P23 Change in Healthcare Utilisation and Inpatient Mortality in Patients Hospitalised with Heart Failure during the Coronavirus Pandemic in England: A Retrospective Cross-Sectional Study Utilising HES


      This study quantifies change in healthcare utilisation and inpatient mortality of all adult patients hospitalised with Heart Failure in England during three coronavirus national lockdowns compared to the same time period in the previous year.


      A retrospective cross-sectional study using the Hospital Episode Statistics (HES) database was conducted. All adults admitted to an English hospital with a primary diagnosis of I110 Hypertensive heart disease with (congestive) heart failure, I255 Ischaemic cardiomyopathy, I420 Dilated cardiomyopathy, I429 Cardiomyopathy unspecified, I500 Congestive heart failure, I501 Left ventricular failure and I509 Heart failure unspecified between 1st March 2019 and 28th February 2021 were included. Admissions, bed days and inpatient deaths of patients admitted between 1st March 2020 and 28th February 2021 (during pandemic) was compared with patients admitted between 1st March 2019 and 29th February 2020 (prior to pandemic). The difference in event count was used to test national changes and a P-value of ≤0.05 was used to test significance.

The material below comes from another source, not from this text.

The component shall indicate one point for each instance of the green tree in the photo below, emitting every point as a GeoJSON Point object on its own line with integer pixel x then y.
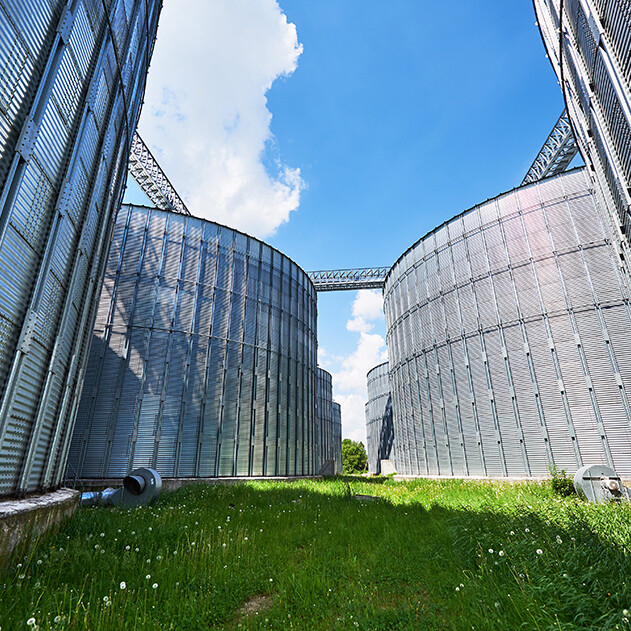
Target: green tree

      There were 140,035 heart failure admissions in the observational period, 64,770 during the pandemic and 75,265 prior to the pandemic, all data were analysed. There were reductions in admissions (69,555 vs 80,715, P<0.0000000000), bed days (586,430 vs 753,985, P=0.0000000000) and inpatient deaths (7,650 vs 8,305, P=0.0000002154) during the pandemic.


      There were significantly fewer admissions, bed days and inpatient deaths for patients admitted with heart failure during the coronavirus pandemic. Interpretation of this change is challenging as this may reflect unmet health needs as patients ‘put off’ seeking care. Further research is required to analyse the change in out of hospital healthcare utilisation, deaths in other settings and to explore potential for excess and latent morbidity and mortality that may result from reduced access to hospital services during the pandemic.